Патриция Хайсмит - Сочинитель убийств. Авторский сборник
— Миссис Джойс спрашивала, — тихо сказала мать, — может, тебе что известно?
Гай снова повернулся к матери. Он знал, что миссис Джойс его терпеть не может, и сам сейчас ненавидел ее за то, что она могла наговорить матери.

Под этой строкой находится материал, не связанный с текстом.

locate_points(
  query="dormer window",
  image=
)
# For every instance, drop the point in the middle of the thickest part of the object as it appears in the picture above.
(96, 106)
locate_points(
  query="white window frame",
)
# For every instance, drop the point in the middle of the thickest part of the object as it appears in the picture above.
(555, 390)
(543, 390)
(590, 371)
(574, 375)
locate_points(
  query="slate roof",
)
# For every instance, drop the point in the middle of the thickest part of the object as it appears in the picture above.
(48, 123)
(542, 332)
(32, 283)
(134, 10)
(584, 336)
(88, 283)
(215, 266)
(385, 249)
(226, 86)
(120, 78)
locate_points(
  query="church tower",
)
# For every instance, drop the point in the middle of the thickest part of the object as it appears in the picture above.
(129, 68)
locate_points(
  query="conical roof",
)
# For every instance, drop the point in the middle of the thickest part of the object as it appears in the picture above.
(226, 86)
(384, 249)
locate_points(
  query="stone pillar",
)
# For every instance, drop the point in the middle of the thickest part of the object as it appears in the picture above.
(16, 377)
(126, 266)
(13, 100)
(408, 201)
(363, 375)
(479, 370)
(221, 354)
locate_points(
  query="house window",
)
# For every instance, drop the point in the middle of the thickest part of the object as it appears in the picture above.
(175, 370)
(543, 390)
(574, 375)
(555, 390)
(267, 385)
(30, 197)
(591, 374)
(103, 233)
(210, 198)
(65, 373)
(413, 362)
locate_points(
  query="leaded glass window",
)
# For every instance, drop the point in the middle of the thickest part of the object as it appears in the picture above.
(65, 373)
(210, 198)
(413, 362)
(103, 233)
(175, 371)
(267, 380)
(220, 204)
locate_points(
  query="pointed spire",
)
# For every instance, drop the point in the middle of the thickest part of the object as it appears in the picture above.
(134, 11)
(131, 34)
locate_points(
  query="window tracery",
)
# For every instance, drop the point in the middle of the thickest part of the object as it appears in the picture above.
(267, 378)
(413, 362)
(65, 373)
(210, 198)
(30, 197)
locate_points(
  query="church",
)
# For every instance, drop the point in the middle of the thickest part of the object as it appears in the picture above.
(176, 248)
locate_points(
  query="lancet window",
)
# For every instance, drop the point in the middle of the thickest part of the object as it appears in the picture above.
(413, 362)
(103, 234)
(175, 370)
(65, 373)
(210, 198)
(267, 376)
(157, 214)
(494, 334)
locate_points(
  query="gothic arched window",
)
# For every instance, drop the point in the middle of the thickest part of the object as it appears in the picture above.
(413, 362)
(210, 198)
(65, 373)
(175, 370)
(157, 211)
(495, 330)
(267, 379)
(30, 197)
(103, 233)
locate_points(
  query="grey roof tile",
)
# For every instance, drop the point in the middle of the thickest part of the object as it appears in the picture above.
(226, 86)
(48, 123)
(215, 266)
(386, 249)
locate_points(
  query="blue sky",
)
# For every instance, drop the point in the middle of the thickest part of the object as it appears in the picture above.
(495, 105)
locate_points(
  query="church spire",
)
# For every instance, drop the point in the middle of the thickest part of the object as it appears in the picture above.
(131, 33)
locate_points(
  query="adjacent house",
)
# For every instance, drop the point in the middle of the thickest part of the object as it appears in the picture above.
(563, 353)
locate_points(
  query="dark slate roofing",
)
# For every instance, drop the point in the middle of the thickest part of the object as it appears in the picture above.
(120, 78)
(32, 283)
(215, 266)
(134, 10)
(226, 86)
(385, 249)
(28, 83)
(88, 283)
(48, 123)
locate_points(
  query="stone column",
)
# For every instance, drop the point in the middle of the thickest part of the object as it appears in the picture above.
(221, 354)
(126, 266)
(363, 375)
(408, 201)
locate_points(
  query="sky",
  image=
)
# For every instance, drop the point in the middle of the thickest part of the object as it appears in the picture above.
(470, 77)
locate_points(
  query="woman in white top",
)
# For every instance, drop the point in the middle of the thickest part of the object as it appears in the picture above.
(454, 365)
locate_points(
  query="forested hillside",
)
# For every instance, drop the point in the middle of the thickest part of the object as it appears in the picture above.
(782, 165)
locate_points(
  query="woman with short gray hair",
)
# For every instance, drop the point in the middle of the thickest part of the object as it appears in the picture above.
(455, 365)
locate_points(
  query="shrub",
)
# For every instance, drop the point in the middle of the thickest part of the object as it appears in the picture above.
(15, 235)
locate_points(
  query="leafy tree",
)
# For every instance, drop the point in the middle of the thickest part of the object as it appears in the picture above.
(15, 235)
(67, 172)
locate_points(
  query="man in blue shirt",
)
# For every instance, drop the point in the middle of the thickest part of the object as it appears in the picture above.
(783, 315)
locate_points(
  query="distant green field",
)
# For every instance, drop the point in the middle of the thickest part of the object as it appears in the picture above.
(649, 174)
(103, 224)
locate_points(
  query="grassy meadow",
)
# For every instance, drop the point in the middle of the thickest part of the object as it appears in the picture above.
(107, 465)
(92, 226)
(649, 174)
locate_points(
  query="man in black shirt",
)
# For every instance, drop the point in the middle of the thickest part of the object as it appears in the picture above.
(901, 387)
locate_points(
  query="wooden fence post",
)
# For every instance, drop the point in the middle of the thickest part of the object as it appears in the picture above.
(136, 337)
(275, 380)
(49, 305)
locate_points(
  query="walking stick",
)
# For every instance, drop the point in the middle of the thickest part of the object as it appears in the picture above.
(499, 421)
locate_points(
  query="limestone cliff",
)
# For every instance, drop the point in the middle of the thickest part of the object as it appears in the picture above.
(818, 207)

— Мама, не встречайся с ними больше. Ты ведь не обязана, верно?
— Нет, не обязана.
— Но спасибо, что сходила.
Наверху в своей комнате он нашел на письменном столе три письма и маленький квадратный пакетик с наклейкой магазина в Санта–Фе. В пакете оказалась коробочка, а в ней — узкий плетеный пояс из кожи ящерицы с серебряной пряжкой в форме буквы Н. Была вложена записка:
«По пути на почту потерял вашего Платона. Надеюсь, это поможет вам примириться с утратой.
Чарли».
Гай вскрыл надписанный карандашом конверт, тоже отправленный из Санта–Фе, судя по марке гостиницы. Внутри был только небольшой прямоугольник плотной бумаги с надписью печатными буквами: «Меткаф красивый город». Перевернув карточку, он пробежал глазами по строчкам:
«24 часа
Таксопарк Доновна
В любую погоду
Звоните 2–3333
Вежливость. Скорость. Надежность».
Под надписью на другой стороне что–то было подтерто. Посмотрев карточку на свет, Гай разобрал слово «Джинн». Рекламная карточка меткафской таксомоторной компании, но посланная из Санта–Фе. Это ничего не значит, ничего не доказывает, решил он, однако смял и выбросил в мусорную корзину и карточку, и конверт, и коробочку вместе с оберткой. Он вдруг понял, что Бруно ему отвратителен. Он открыл коробочку прямо в корзине и засунул ее за пояс. Роскошный был пояс, но кожа ящерицы и змей вызывала у него точно такое отвращение.
Вечером из Мехико позвонила Анна. Она хотела все знать, и он рассказал ей все, что знал сам.
— Кого–нибудь подозревают? — спросила она.
— Похоже, нет.
— Что–то, Гай, мне твой голос не нравится. Ты отдохнул?
— Еще нет.
Теперь он не мог рассказать ей про Бруно. Мать сообщила, что в его отсутствие ему пару раз звонил какой–то мужчина; у Гая не было сомнений, кто это был. Но он понимал, что сможет рассказать Анне о Бруно лишь после того, как до конца убедится сам. Он не мог заставить себя начать.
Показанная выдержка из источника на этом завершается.